‘It’s what we needed’: Countdown begins on Regina Bypass completion
The countdown to finishing the Regina Bypass is officially on, a project that began in 2014.
If everything goes as plan, the bypass will be fully open to the public by the end of October.
“Contractually, I’ve got to open this thing and hand it over by the end of October and that’s what we’re shooting for,” said Justin Churko, Regina Bypass Designer Builders (RBDB) deputy director.
As of now, parts of the bypass north of Arcola towards Balgonie are open.
A small portion of the west bypass is now accessible, along with the Dewdney overpass, which opened this past week.
All the way from Highway 33 circling down Regina to the northwest corner at Highway 11 is where the final tying point is.
“Overall, we’re really happy with what we’ve been able to accomplish. You run into bumps along the way, but we’ve been able to overcome all those,” Churko said.

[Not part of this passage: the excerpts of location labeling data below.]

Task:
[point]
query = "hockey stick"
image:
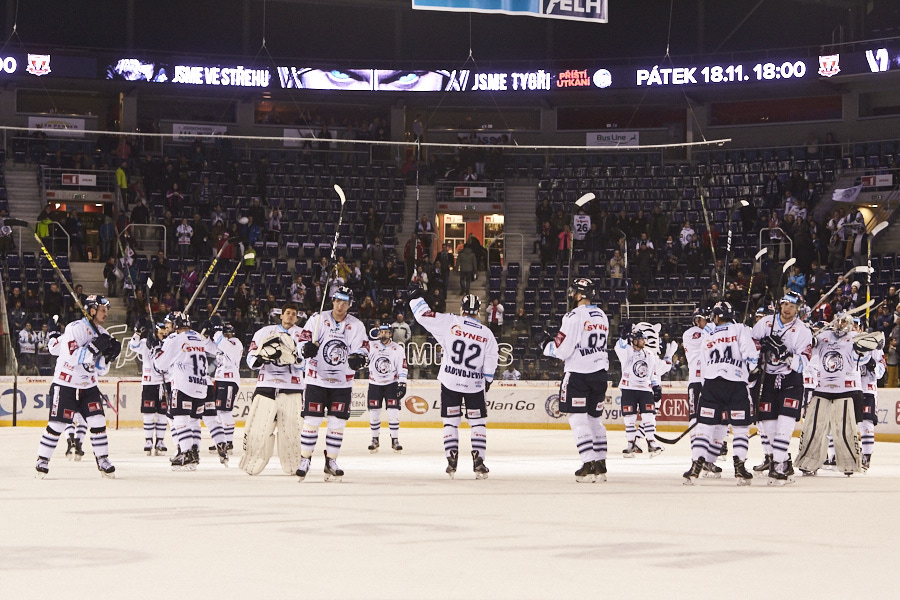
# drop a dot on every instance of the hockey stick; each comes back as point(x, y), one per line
point(858, 269)
point(337, 232)
point(187, 309)
point(67, 284)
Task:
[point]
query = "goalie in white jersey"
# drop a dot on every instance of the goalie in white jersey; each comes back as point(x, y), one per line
point(729, 354)
point(785, 348)
point(581, 344)
point(145, 343)
point(336, 346)
point(387, 385)
point(839, 388)
point(467, 370)
point(86, 351)
point(278, 397)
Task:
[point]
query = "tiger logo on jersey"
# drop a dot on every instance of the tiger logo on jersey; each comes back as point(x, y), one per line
point(335, 352)
point(833, 362)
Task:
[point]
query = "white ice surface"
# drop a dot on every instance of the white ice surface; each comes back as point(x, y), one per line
point(398, 527)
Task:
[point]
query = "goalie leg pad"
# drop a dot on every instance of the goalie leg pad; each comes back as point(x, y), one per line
point(259, 438)
point(290, 427)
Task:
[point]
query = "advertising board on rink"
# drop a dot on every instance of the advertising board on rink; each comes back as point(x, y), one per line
point(524, 404)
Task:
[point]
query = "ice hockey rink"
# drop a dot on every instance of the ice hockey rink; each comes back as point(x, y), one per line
point(398, 527)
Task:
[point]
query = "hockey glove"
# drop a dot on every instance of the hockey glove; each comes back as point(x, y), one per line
point(310, 349)
point(415, 291)
point(100, 344)
point(357, 361)
point(112, 353)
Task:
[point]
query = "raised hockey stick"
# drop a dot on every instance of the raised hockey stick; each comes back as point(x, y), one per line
point(67, 284)
point(337, 232)
point(187, 308)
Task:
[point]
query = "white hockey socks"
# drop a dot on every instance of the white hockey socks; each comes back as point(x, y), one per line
point(215, 429)
point(394, 422)
point(451, 434)
point(335, 436)
point(226, 418)
point(584, 437)
point(740, 445)
point(479, 436)
point(49, 439)
point(867, 433)
point(784, 429)
point(375, 421)
point(598, 432)
point(630, 428)
point(309, 435)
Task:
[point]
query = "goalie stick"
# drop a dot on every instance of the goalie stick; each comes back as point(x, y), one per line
point(67, 284)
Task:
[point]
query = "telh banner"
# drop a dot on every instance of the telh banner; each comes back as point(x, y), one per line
point(595, 11)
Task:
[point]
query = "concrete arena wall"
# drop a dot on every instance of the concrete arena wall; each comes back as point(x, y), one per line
point(512, 404)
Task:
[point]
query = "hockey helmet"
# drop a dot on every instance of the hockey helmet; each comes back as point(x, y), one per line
point(95, 301)
point(723, 310)
point(470, 304)
point(583, 286)
point(178, 319)
point(342, 292)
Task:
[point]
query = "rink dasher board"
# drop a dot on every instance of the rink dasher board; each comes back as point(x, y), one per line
point(512, 404)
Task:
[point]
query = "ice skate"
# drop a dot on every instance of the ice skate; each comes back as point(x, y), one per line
point(333, 472)
point(780, 478)
point(712, 470)
point(585, 474)
point(42, 467)
point(222, 450)
point(160, 448)
point(631, 450)
point(70, 447)
point(105, 467)
point(741, 473)
point(452, 461)
point(764, 466)
point(303, 469)
point(478, 466)
point(694, 472)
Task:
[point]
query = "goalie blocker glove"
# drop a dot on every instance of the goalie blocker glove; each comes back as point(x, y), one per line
point(357, 361)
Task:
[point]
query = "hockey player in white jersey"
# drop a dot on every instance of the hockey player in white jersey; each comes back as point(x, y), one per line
point(86, 351)
point(785, 350)
point(467, 370)
point(387, 385)
point(867, 410)
point(831, 410)
point(581, 345)
point(278, 398)
point(145, 343)
point(639, 366)
point(229, 351)
point(729, 354)
point(336, 346)
point(183, 356)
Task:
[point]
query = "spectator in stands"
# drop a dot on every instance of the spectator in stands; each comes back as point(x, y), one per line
point(616, 271)
point(467, 263)
point(495, 317)
point(53, 301)
point(27, 350)
point(774, 191)
point(637, 294)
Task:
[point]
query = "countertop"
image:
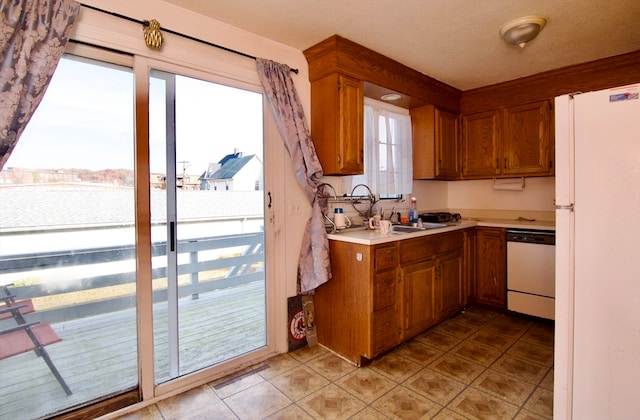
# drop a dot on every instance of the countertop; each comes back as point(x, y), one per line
point(371, 237)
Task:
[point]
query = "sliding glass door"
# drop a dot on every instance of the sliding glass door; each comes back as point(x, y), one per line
point(207, 214)
point(67, 245)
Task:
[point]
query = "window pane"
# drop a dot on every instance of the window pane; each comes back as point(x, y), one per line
point(209, 287)
point(67, 243)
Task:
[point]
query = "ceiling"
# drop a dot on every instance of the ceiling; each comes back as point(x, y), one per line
point(454, 41)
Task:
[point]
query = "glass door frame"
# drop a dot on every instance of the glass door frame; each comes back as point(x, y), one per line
point(274, 244)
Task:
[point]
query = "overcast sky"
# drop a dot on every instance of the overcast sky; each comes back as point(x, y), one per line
point(86, 121)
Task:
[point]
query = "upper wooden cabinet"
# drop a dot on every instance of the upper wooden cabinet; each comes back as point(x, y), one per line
point(526, 139)
point(435, 143)
point(513, 141)
point(337, 124)
point(480, 149)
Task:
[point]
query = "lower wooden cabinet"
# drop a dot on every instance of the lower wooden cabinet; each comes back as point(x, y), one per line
point(382, 295)
point(491, 270)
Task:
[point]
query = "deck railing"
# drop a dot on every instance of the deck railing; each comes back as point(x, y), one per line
point(239, 267)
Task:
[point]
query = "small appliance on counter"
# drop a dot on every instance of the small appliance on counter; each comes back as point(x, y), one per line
point(440, 217)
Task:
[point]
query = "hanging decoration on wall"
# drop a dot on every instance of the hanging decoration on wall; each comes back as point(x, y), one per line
point(152, 34)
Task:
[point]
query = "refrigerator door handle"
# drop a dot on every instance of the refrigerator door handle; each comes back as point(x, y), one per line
point(570, 207)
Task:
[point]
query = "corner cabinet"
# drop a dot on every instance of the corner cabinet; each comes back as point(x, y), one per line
point(435, 143)
point(337, 124)
point(382, 295)
point(491, 266)
point(513, 141)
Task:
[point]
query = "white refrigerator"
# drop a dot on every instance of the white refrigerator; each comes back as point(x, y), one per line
point(597, 326)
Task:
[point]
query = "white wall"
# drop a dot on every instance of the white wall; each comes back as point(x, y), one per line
point(538, 195)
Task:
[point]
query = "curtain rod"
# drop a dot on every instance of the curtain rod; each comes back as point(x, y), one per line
point(145, 23)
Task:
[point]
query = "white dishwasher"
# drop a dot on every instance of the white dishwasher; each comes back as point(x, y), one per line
point(531, 262)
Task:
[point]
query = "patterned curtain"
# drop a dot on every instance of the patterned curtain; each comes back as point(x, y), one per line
point(33, 35)
point(314, 267)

“We’ll be in a very good position in terms of hand over and opening this fall.”
It’s news truck drivers are happy to hear.
WATCH (May 2019): Regina Bypass on budget and on track for October completion
“Thank you very much for doing the bypass, that was necessary, really it’s what we needed,” Kaz Muda said.

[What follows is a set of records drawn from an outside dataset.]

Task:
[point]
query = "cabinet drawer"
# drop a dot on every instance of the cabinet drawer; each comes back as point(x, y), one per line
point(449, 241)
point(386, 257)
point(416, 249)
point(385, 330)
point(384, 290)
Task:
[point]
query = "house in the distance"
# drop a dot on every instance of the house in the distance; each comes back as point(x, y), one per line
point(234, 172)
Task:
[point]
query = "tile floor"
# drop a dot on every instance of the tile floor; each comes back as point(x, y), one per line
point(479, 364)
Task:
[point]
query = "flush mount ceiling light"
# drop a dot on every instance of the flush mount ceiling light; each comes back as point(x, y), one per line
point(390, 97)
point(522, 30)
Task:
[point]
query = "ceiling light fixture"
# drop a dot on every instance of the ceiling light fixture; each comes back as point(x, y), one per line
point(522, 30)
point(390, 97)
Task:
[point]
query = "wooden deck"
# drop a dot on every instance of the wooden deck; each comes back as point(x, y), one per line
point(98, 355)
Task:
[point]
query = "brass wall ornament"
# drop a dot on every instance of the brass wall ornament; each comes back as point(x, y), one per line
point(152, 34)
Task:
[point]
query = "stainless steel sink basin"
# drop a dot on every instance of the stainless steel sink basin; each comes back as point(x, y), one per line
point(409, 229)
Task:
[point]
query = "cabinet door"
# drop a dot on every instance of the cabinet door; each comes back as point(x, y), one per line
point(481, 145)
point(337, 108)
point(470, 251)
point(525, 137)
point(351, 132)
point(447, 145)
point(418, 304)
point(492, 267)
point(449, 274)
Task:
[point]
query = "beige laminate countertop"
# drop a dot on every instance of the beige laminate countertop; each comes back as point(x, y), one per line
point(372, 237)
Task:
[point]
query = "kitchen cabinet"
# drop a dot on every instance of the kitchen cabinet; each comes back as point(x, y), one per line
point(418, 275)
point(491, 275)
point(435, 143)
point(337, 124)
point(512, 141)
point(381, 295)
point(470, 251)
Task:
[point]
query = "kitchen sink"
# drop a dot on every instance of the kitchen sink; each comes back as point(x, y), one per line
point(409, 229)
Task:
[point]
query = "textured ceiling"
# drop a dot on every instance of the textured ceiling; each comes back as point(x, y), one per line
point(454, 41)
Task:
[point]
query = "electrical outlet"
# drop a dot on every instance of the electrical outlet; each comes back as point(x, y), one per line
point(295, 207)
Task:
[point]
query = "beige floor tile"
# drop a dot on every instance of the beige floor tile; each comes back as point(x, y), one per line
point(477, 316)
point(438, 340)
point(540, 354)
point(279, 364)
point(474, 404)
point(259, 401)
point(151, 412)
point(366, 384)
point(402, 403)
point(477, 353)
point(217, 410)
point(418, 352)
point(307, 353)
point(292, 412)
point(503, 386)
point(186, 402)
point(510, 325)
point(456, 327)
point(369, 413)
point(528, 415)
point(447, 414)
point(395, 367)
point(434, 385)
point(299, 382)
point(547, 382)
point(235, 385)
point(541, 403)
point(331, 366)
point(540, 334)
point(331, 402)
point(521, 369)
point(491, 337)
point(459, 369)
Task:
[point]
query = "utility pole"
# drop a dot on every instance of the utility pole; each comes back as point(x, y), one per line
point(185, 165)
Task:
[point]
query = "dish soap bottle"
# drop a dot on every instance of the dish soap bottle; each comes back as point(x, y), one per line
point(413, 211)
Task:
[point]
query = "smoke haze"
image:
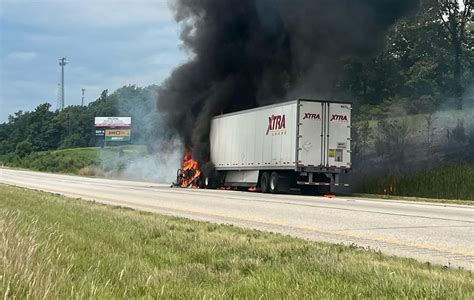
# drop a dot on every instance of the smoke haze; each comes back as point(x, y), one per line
point(248, 53)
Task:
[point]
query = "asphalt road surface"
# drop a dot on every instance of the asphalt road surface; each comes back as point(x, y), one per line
point(435, 233)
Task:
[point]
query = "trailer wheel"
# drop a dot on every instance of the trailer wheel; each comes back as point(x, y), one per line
point(274, 183)
point(265, 182)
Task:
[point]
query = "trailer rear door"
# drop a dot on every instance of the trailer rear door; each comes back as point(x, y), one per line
point(310, 134)
point(338, 136)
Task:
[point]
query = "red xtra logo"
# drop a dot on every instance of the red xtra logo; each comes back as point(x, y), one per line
point(339, 118)
point(311, 116)
point(276, 123)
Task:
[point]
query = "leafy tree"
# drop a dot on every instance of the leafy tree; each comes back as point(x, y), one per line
point(455, 20)
point(24, 148)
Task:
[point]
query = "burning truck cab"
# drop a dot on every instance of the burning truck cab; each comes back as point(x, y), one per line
point(302, 144)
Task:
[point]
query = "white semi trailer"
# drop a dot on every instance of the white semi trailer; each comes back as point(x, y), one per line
point(302, 143)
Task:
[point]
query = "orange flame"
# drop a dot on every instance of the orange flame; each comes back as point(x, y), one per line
point(189, 170)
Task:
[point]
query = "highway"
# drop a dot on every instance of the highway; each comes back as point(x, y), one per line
point(435, 233)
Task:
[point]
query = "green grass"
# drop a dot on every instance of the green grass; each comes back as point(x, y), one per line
point(55, 247)
point(449, 182)
point(81, 161)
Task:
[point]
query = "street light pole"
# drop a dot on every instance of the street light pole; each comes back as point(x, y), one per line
point(62, 63)
point(82, 102)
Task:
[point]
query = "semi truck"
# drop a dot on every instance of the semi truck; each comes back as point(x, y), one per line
point(302, 144)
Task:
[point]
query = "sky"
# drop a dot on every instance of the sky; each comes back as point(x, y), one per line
point(108, 44)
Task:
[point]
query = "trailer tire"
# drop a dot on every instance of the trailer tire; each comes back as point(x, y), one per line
point(274, 183)
point(265, 182)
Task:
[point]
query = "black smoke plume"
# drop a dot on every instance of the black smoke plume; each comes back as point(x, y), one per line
point(248, 53)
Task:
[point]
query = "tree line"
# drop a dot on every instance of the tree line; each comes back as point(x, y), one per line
point(428, 61)
point(43, 129)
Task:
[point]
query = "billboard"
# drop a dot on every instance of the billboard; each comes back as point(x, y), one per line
point(113, 121)
point(117, 135)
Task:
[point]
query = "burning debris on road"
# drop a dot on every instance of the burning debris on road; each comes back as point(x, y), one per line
point(250, 53)
point(189, 174)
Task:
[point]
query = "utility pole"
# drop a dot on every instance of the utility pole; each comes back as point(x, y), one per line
point(82, 102)
point(62, 63)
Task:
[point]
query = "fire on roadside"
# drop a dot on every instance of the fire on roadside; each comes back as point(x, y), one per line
point(190, 172)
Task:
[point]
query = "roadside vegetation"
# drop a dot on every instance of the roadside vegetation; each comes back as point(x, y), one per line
point(448, 182)
point(57, 247)
point(413, 118)
point(92, 161)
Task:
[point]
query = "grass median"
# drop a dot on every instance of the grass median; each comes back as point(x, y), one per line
point(57, 247)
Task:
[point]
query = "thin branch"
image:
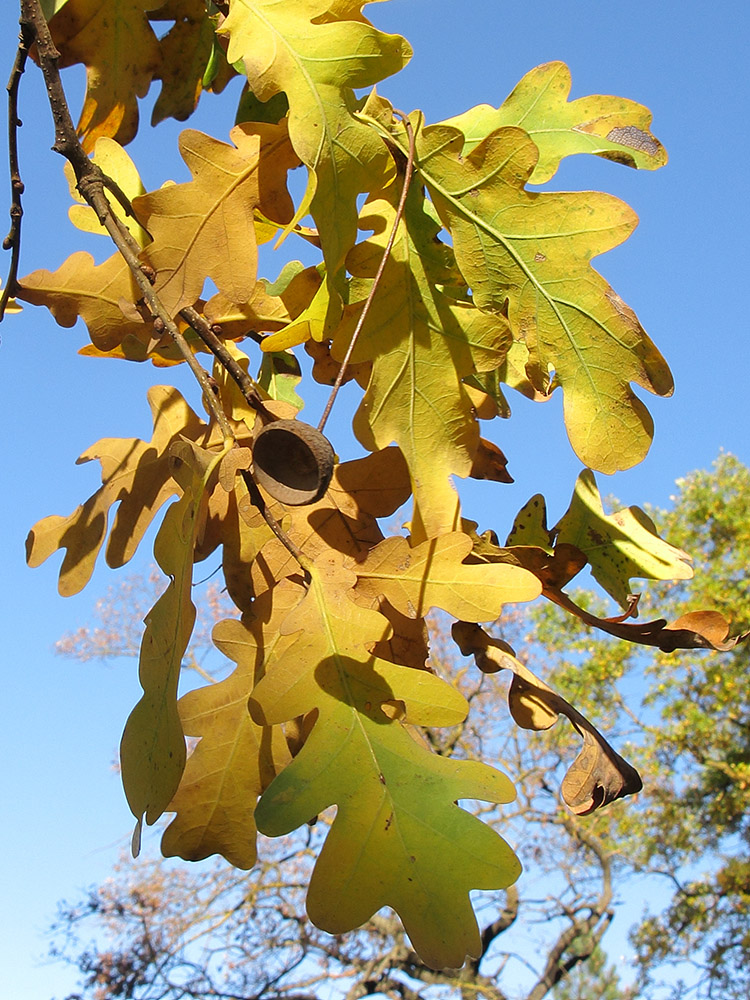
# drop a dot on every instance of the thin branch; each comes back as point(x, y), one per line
point(408, 172)
point(245, 383)
point(258, 501)
point(12, 241)
point(91, 183)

“You can just bypass the city and save a lot of time, not having to slow down, and speed up again and fight with the traffic,” Wayne Francis said.
It’s not just the trucking industries that are looking forward to the completion of the bypass, residents are also anticipating the effect it’s going to have on the flow of traffic.

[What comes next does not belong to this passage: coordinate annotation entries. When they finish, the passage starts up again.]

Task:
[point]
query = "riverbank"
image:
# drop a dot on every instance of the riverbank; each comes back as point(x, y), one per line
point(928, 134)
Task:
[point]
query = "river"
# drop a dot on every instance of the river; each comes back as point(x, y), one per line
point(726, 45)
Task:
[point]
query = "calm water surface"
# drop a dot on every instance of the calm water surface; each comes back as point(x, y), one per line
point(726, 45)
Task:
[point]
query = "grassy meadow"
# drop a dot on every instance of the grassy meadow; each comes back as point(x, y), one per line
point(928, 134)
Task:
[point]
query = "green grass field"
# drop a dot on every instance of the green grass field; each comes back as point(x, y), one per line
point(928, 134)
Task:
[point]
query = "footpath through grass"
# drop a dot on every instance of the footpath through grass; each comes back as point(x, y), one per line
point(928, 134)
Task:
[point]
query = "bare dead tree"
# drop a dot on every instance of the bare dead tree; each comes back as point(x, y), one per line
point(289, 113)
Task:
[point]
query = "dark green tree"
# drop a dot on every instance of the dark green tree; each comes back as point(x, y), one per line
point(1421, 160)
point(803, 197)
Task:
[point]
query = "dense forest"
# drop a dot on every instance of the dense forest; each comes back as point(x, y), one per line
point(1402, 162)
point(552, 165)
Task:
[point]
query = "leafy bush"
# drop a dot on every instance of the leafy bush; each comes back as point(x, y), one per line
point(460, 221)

“Those big semis come through here all the time, and that’s not necessary. It will be nice to have them go around the city,” Harold Lutzer said.
Churko said they’re about 75 per cent done in terms of paving, which means they’re shifting focus to off-road finishes; things like signage, top soiling, line painting and rumble strips.
The recent heat has been a concern Churko said, but it isn’t slowing down their progress.
“We’re in pretty good condition in terms of where infrastructure has been built to, so the impact of weather has had a smaller effect,” Churko said.
Churko calls the Regina bypass a world-class design, and something the city and province should be proud of.